Cholesterol levels increase after corticosteroid, tofacitinib use in IBD
Corticosteroid and tofacitinib use in patients with inflammatory bowel disease correlated with increased total cholesterol levels, according to research published in Alimentary Pharmacology and Therapeutics.
“Patients with an active chronic inflammatory disease have lower levels of total cholesterol, HDL-cholesterol (HDL-c) and LDL-cholesterol (LDL-c) compared with patients who are in disease remission and the general population. This so-called “lipid paradox” has been mirrored in other inflammatory states,” Jasmijn A.M. Sleutjes, MD, Erasmus Medical Center, and colleagues wrote. “The severity of the underlying inflammation is associated with the magnitude of these lipid changes. Randomized controlled trials and observational studies in patients with IBD demonstrated increases in lipid levels after therapy initiation. ... It is unknown if lipid levels are affected similarly by all classes of IBD therapy.”
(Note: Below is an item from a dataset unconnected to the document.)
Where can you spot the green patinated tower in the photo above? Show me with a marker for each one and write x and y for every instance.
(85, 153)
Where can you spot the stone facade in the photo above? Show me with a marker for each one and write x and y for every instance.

To assess the effect of different IBD drug classes on lipid profile, researchers performed a systematic review of 11 studies comprising 1,663 patients with IBD (15% Crohn’s disease, 85% ulcerative colitis) that assessed lipid levels before induction and after induction as well as through maintenance treatment.
According to study results, researchers observed a change in total cholesterol levels after induction therapy among patients dosed with corticosteroids (mean change, +1.19 mmol/L; 95% CI, 0.52-2.59), tofacitinib (mean change, +0.66 mmol/L; 95% CI, 0.42-0.79) and filgotinib (Gilead Sciences/Galapagos NV; mean change, +0.39 mmol/L). Investigators saw similar trends following maintenance therapy (corticosteroid mean change, +1.33 mmol/L; 95% CI, 0.28-2.26; tofacitinib mean change, +0.55 mmol/L; 95% CI, 0.43-0.68; filgotinib mean change, +0.28 mmol/L). Conversely, anti-tumor necrosis factor agents were not associated with changes to total cholesterol levels after induction therapy (mean change, –0.11 mmol/L; 95% CI, –0.26-0.36) or maintenance therapy (mean change, 0.08 mmol/L; 95% CI, –0.07-0.39).
“We demonstrated significant and persistent lipid changes in IBD patients starting corticosteroids and tofacitinib independent of treatment regimens. In addition, tofacitinib increased HDL-c and LDL-c and reduced triglyceride levels significantly both after induction and maintenance therapy,” Sleutjes concluded. “The effect of anti-TNF-a agents on total cholesterol changes was neutral.”